TRF3 CONFIRMA CONDENAÇÃO DE EMPRESÁRIA POR CRIME DE APROPRIAÇÃO INDÉBITA PREVIDENCIÁRIA

TRF3 CONFIRMA CONDENAÇÃO DE EMPRESÁRIA POR CRIME DE APROPRIAÇÃO INDÉBITA PREVIDENCIÁRIA
Acusada não apresentou provas da alegação de que delegava funções administrativas a ex-funcionário da empresa, já falecido

A Primeira Turma do Tribunal Regional Federal da 3ª Região (TRF3) confirmou a condenação de uma empresária pelo crime de apropriação indébita previdenciária. Ela foi acusada de desviar mais de R$ 160 mil das contribuições descontadas dos salários dos empregados.
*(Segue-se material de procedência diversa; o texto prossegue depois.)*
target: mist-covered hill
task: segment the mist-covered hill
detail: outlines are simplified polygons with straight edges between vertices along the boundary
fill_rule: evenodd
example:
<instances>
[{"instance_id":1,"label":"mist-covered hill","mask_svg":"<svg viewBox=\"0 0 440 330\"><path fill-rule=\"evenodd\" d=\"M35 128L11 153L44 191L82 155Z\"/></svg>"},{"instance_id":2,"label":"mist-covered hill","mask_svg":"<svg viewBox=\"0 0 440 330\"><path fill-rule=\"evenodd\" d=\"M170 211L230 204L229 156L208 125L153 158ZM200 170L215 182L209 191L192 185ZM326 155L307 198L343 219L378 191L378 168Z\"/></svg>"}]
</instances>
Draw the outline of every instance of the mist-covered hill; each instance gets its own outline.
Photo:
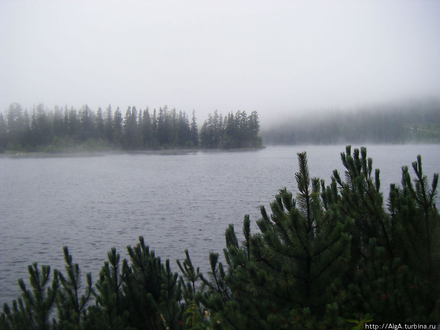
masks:
<instances>
[{"instance_id":1,"label":"mist-covered hill","mask_svg":"<svg viewBox=\"0 0 440 330\"><path fill-rule=\"evenodd\" d=\"M440 143L440 99L332 110L262 128L266 145Z\"/></svg>"}]
</instances>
A defesa da acusada alegava que um dos funcionários da empresa, já falecido, era o responsável pelo departamento de Recursos Humanos, encarregado das contratações e recolhimentos trabalhistas e previdenciários, e que teria causado sérios prejuízos à firma, sendo certo que os recolhimentos objeto da ação penal teriam sido fraudados e apropriados por ele. Os advogados da acusada afirmaram que, devido a seus problemas de saúde, ela precisou afastar-se da empresa para tratamento médico e sofreu as consequências de ter deixado a administração com funcionários que acabaram por torná-la “destituída de diretriz”, levando-a a insolvência.

Ao analisar o recurso da ré, que foi condenada em primeiro grau, os desembargadores federais da Primeira Turma observaram que o procedimento administrativo fiscal demonstra os descontos das contribuições previdenciária dos salários dos empregados sem o devido repasse ao Instituto Nacional do Seguro Social (INSS).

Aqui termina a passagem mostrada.